Vessel Segmentation Pipeline

A clean, modular deep learning pipeline for training UNet models on fundus vessel segmentation tasks (FIVES dataset).

Quick Start

# 1. Install dependencies
pip install -r requirements.txt

# 2. Prepare your data (see Data Setup below)

# 3. Train a model
./train.sh exp001_basic_unet  # UNet baseline
# OR
./train.sh exp002_roinet      # RoiNet with residuals
# OR queue multiple experiments
./queue.sh exp001_basic_unet exp002_roinet  # Runs sequentially

# 4. Test the model
./test.sh exp001_basic_unet

Features

Core Functionality

Modular Configuration System: YAML-based dataset + experiment configs
Multiple Architectures:
- UNet: Classic encoder-decoder
- RoiNet: Residual blocks with deepened bottleneck
- UTrans: UNet + Transformer for global context
- TransRoiNet: RoiNet + Transformer (best of both worlds)
Reusable Transformer Blocks: Modular attention components for building hybrid models
Training Loop: Complete with validation, metrics tracking, and progress bars
TensorBoard Integration: Real-time visualization of training metrics, learning curves, and predictions
Memory Profiling: Comprehensive VRAM usage analysis for debugging and optimization
Early Stopping: Stops training when validation metrics stop improving (with patience)
Metrics History: Saves all epoch metrics to YAML for easy analysis
Checkpointing: Saves best and last model checkpoints
Testing & Inference: Load checkpoints, run predictions, save masks and metrics

Loss Functions & Metrics

Loss: Dice Loss (smooth, differentiable)
Metrics: Dice Coefficient, IoU (Intersection over Union), AUC (Area Under ROC Curve)
Per-Image Metrics: Individual metrics for each test image
Advanced Logging: Layer activation monitoring and histograms

Data Handling

Dataset: Automatic loading of images and masks
Preprocessing: Normalization, padding to multiples of 32
Image Format: Supports PNG images

Installation

Requirements

Python 3.8+
CUDA 11.8+ (for GPU support)
~3.5 GB disk space for dependencies

Quick Install

cd /home/vlv/Documents/master/deepLearning/project/codebase
pip install -r requirements.txt

Verify Installation

python -c "import torch; print(f'PyTorch: {torch.__version__}'); print(f'CUDA available: {torch.cuda.is_available()}')"

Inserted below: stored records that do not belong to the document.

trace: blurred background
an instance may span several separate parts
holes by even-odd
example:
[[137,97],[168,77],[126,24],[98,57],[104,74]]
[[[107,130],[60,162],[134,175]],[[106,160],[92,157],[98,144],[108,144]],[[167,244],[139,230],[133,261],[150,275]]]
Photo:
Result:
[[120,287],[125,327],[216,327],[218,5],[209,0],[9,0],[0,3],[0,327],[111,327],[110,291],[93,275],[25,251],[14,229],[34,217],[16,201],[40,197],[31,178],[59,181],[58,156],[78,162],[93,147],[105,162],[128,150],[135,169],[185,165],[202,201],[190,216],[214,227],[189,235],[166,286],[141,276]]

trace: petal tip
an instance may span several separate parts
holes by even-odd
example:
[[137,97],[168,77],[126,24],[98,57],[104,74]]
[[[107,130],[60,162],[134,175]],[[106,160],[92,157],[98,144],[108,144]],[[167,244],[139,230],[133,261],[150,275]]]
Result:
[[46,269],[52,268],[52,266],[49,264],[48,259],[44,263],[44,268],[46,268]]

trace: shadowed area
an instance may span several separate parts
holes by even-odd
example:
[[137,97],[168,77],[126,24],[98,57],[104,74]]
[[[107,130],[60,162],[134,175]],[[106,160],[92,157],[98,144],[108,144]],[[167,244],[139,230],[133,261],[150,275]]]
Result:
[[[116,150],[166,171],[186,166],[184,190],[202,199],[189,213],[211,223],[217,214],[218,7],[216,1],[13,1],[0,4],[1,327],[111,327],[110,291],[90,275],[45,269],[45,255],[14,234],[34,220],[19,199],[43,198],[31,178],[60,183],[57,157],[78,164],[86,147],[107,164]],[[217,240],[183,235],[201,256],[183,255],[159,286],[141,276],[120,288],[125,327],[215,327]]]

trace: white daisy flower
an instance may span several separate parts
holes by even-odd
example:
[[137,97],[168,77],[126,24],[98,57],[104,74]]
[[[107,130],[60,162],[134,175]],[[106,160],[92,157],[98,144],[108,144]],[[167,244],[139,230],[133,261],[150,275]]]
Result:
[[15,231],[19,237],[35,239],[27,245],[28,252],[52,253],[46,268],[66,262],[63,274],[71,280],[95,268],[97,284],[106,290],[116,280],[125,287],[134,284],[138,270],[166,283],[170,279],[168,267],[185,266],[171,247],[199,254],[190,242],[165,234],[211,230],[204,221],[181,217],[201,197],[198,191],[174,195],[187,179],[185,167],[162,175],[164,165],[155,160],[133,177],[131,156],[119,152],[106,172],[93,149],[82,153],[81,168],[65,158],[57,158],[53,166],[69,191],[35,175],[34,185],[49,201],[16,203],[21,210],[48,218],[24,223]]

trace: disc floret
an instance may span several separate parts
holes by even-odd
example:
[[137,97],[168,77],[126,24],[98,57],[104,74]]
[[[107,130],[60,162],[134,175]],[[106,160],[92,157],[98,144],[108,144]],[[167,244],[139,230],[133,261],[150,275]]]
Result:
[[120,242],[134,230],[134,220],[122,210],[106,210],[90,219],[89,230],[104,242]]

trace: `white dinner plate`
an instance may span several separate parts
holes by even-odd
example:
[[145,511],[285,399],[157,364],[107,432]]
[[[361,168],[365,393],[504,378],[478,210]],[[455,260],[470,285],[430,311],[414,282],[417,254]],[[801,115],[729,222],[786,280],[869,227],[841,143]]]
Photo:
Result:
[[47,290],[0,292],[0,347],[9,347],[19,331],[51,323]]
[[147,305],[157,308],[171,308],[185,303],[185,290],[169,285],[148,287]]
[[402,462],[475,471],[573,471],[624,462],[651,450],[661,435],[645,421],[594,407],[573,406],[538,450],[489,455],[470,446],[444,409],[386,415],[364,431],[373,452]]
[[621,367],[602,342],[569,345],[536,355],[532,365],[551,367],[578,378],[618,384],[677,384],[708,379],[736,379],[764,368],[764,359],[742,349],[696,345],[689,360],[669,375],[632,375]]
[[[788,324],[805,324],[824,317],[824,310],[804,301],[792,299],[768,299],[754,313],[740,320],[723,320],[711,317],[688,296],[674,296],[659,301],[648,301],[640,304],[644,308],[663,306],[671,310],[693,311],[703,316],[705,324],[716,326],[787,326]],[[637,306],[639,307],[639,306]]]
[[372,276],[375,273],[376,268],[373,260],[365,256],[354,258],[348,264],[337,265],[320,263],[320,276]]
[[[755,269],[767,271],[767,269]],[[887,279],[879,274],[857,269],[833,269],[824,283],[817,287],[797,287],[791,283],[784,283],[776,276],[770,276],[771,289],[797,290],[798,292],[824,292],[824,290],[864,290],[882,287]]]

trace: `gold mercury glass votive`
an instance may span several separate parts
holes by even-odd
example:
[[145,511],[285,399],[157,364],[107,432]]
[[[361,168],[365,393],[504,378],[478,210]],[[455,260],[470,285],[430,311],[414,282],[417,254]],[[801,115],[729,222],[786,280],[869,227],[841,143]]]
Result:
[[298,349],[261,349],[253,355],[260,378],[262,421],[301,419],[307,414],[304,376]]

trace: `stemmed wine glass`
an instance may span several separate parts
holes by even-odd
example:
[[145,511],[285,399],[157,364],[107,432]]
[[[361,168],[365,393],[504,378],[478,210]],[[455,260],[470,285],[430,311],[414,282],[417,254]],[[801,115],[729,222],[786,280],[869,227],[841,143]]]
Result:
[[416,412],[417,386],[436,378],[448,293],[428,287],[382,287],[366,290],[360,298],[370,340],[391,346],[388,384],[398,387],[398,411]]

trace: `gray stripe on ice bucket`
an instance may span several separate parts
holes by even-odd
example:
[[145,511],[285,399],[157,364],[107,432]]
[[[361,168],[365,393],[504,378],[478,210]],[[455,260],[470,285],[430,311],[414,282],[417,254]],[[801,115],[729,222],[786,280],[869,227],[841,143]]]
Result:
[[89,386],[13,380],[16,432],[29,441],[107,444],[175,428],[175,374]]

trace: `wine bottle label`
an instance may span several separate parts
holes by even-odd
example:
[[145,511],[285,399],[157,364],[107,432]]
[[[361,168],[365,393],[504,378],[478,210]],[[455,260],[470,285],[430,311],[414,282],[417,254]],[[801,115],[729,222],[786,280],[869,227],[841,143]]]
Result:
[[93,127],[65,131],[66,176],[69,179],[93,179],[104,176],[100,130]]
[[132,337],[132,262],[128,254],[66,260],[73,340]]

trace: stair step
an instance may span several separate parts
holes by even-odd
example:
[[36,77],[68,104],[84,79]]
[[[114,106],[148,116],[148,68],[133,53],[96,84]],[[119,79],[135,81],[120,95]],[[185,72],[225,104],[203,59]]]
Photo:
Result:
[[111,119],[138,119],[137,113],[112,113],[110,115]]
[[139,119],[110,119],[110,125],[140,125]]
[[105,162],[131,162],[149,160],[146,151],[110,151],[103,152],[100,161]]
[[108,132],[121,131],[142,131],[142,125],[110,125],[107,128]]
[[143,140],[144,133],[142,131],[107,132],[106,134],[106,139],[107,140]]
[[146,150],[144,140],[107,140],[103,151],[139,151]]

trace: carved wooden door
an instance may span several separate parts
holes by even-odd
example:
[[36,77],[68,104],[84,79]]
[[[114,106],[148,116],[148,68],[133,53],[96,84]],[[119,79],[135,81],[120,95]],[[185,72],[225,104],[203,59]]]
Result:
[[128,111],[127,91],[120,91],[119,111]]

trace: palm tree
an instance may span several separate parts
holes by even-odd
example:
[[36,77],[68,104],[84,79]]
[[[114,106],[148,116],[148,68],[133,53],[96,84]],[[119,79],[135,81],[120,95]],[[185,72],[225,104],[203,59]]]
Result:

For detailed installation instructions and troubleshooting, see INSTALL.md.

Data Setup

Available Dataset Configurations

The pipeline supports multiple FIVES dataset variants at different resolutions and channel configurations:

Config File	Resolution	Channels	Description
`fives_rgb.yaml`	2048x2048	3 (RGB)	Original high-resolution
`fives_512.yaml`	512x512	3 (RGB)	Legacy 512x512 RGB (backward compatible)
`fives512_rgb.yaml`	512x512	3 (RGB)	512x512 RGB
`fives512_g.yaml`	512x512	1 (Green)	512x512 green channel only
`fives256_rgb.yaml`	256x256	3 (RGB)	256x256 RGB
`fives256_g.yaml`	256x256	1 (Green)	256x256 green channel only

Dataset Directory Structure

All datasets follow this structure:

codebase/data/FIVES<VARIANT>/
├── train/
│   ├── image/          # Training images (*.png)
│   └── label/          # Training masks (*.png)
├── val/
│   ├── image/          # Validation images
│   └── label/          # Validation masks
└── test/
    ├── image/          # Test images
    └── label/          # Test masks

Where <VARIANT> is:

_RGB - Original resolution RGB
512_RGB - 512x512 RGB
512_G - 512x512 green channel
256_RGB - 256x256 RGB
256_G - 256x256 green channel

Using a Dataset Configuration

In your experiment config, reference the dataset:

# For RGB datasets
dataset: "configs/datasets/fives512_rgb.yaml"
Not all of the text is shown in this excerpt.